I have a trivial macOS app that has an MTKView--it is just an MTKView inside a window. The fragment shader always does:
return float4(1, 0, 0, 0.01)
That's red with 1% alpha.
The CAMetalLayer belonging to the MTKView is non-opaque, as is the window:
_mtkView.layer.opaque = NO;
_mtkView.window.opaque = NO;
_mtkView.window.backgroundColor = [NSColor clearColor];
_mtkView.window.hasShadow = NO;
When I put this window over another app's window, I would expect the other app's pixels to show through unchanged. Instead, I see that black pixels turn red and white pixels are mostly unchanged.
In the screenshot below, the triangle has color float4(1,0,0,0.01) and there's a half-black half-white image in another window showing through it:
I would have expected black ever-so-slightly tinged with red, not bright red, in the left half of the triangle.

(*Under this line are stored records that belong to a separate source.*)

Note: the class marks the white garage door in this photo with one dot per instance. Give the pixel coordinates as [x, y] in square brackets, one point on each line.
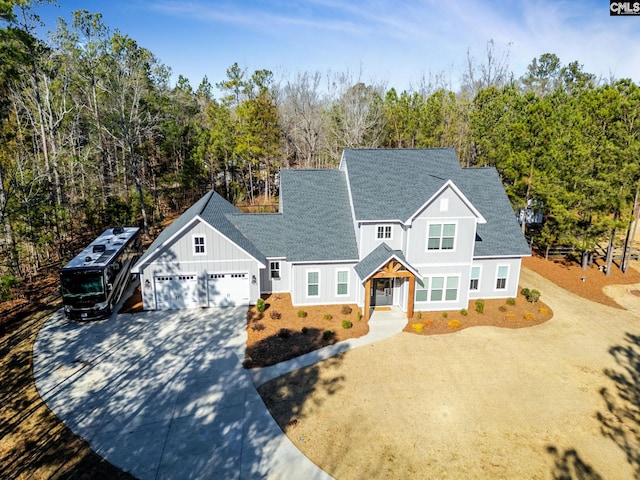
[228, 289]
[176, 291]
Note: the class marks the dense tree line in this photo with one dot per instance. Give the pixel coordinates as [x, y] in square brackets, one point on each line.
[93, 134]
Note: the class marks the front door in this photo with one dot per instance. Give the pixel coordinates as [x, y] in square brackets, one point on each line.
[382, 292]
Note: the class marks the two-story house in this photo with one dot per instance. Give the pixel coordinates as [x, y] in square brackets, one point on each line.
[403, 227]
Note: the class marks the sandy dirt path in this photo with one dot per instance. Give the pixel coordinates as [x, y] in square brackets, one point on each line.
[540, 402]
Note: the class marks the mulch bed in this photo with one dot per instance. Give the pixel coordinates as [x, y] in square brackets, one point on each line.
[279, 333]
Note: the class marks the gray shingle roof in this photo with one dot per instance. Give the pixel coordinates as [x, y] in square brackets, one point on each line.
[214, 210]
[501, 235]
[317, 216]
[315, 223]
[392, 184]
[265, 230]
[379, 257]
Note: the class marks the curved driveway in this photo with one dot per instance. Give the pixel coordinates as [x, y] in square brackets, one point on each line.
[164, 395]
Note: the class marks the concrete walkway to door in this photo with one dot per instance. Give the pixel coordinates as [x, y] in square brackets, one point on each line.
[163, 395]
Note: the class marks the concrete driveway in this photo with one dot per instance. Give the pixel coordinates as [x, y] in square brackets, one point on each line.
[164, 395]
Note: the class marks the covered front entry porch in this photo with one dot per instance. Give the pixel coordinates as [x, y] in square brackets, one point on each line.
[379, 288]
[385, 273]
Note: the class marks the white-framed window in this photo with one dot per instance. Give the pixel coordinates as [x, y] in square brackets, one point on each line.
[384, 232]
[199, 245]
[422, 289]
[474, 284]
[274, 270]
[441, 236]
[313, 284]
[501, 277]
[342, 282]
[437, 289]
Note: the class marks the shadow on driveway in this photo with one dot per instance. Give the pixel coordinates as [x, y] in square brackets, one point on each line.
[164, 395]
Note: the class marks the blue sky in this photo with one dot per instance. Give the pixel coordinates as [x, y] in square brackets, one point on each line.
[392, 41]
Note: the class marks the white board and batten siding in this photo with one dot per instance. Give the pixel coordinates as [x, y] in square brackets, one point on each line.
[222, 275]
[328, 281]
[489, 271]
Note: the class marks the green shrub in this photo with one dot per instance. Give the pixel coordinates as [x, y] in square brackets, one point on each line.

If my fragment shader is changed to do this:
return float4(1, 0, 0, 0.001);
Then it is completely transparent: pixels from other windows show through completely unchanged. This makes me think I'm hitting a not-well-tested code path in the window server, but I'm hoping there's something I can do to make it work.
Apple wrote:
The CoreAnimation compositor requires all of its inputs be premultipled by alpha. See these references for more information: https://en.wikipedia.org/wiki/Alpha_compositing https://blogs.msdn.microsoft.com/shawnhar/2009/11/06/premultiplied-alpha/
When RGB are premultipled by alpha, then any RGB component that is > the alpha component is undefined through the hardware’s blending.
Modifying your fragment shader to return (0.1, 0, 0, 0.1), which is “0.1 alpha, full red” produces the expected results.

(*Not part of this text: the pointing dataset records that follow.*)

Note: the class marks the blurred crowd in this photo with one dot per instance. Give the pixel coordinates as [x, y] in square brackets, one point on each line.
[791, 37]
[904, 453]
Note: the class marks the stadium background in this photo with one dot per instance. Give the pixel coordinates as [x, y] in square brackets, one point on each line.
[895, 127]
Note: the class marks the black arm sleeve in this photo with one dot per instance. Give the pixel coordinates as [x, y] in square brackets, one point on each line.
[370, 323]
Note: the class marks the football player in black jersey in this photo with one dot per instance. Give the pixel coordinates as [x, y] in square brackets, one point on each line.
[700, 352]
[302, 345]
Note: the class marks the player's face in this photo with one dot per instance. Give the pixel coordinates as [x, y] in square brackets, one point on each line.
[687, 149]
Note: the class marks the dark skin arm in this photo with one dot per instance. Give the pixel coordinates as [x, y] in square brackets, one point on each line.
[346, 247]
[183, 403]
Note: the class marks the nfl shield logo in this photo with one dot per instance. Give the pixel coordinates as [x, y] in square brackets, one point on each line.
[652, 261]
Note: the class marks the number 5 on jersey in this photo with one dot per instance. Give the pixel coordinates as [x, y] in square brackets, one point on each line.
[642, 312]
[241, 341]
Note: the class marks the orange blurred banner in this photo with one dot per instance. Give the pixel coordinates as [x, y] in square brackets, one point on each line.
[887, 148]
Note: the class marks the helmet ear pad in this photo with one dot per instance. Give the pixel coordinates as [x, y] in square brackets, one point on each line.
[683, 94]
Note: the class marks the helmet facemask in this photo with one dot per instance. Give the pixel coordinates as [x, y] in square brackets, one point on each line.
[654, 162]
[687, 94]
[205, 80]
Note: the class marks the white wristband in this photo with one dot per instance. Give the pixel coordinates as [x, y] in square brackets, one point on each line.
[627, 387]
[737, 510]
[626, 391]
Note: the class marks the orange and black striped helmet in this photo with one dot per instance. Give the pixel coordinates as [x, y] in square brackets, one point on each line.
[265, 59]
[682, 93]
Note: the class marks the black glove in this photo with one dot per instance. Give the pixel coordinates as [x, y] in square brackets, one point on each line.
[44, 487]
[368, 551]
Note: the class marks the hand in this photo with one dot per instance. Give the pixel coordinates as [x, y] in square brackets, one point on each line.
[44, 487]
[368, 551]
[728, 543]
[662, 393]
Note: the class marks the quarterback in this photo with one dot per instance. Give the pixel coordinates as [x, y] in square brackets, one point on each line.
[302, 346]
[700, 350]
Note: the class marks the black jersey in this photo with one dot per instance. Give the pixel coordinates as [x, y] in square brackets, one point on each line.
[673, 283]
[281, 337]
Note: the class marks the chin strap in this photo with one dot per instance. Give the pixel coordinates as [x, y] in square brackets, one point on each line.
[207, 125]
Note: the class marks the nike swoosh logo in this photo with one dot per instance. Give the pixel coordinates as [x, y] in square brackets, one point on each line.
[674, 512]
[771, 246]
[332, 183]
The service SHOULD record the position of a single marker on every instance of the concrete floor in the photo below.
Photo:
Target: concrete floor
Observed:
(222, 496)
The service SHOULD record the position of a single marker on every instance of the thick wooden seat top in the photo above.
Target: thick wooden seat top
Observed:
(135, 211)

Indeed, this fixed my issue. The relevant commit is https://github.com/gnachman/iTerm2/commit/70a93885b1f67bda843ba546aca0eca67b750088 where I modified the program to draw to an offscreen texture and then copy it to the drawable while multiplying the red, green, and blue components by alpha.
For some reason that I cannot understand, my test program also required conversion to linear color space.